12. In the case of Lutchhmeeput Singh v. Sadaulla Nushyo, (1883) ILR 9 Cal 608, a Division Bench of the Calcutta High Court accepted the principle laid down in the case of Lord Rivers v. Adams, (1878) 3 Ex Div 361. In that case the plaintiff sought to restrain the defendant from fishing in certain jhils belonging to his Zamindars. The defendants pleaded, inter alia, that they had prescriptive right to fish in the Jhils, under a custom, according to which all the inhabitants of the zamindari had the right of fishing.
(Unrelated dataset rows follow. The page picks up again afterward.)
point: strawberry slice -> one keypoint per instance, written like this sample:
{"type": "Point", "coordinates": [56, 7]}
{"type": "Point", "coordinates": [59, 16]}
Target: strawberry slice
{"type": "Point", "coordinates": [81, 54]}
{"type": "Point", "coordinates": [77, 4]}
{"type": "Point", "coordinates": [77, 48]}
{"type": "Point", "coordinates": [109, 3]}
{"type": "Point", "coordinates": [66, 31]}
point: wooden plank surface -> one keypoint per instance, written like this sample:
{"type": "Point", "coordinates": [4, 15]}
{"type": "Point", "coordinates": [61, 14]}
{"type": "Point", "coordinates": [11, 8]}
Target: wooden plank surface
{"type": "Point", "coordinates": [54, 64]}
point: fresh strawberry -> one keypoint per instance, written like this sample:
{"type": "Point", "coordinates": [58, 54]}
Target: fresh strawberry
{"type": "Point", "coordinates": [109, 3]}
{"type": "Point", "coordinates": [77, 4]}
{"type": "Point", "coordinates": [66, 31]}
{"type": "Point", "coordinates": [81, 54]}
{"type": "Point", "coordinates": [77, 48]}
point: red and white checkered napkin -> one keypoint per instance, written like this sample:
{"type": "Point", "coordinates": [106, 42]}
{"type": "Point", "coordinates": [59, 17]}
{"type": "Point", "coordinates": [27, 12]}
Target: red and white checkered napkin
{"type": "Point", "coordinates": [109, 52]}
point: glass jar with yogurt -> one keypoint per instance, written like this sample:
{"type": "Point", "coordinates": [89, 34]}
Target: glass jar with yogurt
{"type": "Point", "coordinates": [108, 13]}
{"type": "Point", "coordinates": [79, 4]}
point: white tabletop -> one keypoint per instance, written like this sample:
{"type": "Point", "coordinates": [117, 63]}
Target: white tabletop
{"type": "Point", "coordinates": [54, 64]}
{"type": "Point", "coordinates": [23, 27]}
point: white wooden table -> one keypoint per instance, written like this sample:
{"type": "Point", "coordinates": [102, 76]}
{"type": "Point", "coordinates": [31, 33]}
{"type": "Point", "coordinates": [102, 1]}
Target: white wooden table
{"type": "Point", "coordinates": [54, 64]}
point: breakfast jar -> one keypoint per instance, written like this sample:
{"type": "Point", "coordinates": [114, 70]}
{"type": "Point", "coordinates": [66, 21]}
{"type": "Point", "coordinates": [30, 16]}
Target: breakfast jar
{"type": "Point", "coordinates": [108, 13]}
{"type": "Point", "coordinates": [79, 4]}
It was held that no prescriptive right of fishery had been acquired under Section 2(f) of the Limitation Act and that the custom alleged could not, on the ground that it was unreasonable, be treated as valid.

13. The facts pleaded in the plaint does not satisfy the test as observed above with regard to the injunction sought for against the defendants.

14. Thus prima facie it appears that the plaintiffs have not been able to make out a case in their favour for grant of injunction restraining the defendant from interfering with the possession of the plaintiffs. The decision in the case of Abdul Gaffar (supra) also cannot come in aid in the present case since the grant of fishery right in favour of the defendant is not under challenge in this proceeding. Unless the grant of lease is under challenge, the question of validity thereof cannot be raised. Therefore, this decision also does not help the plaintiff.

15. In that view of the matter. I do not find any reason to interfere with the impugned order. The writ petition therefore, fails and is, accordingly, rejected. However, there will be no order as to costs.

16. However, none of the observation made by the lower

appellate court nor any of the observation made in this order shall be taken note of at the time when the matter will be decided on merit since all these finding are tentative for the purpose of deciding the application for injunction only. It is expected that the learned trial court shall expedite the hearing of the suit.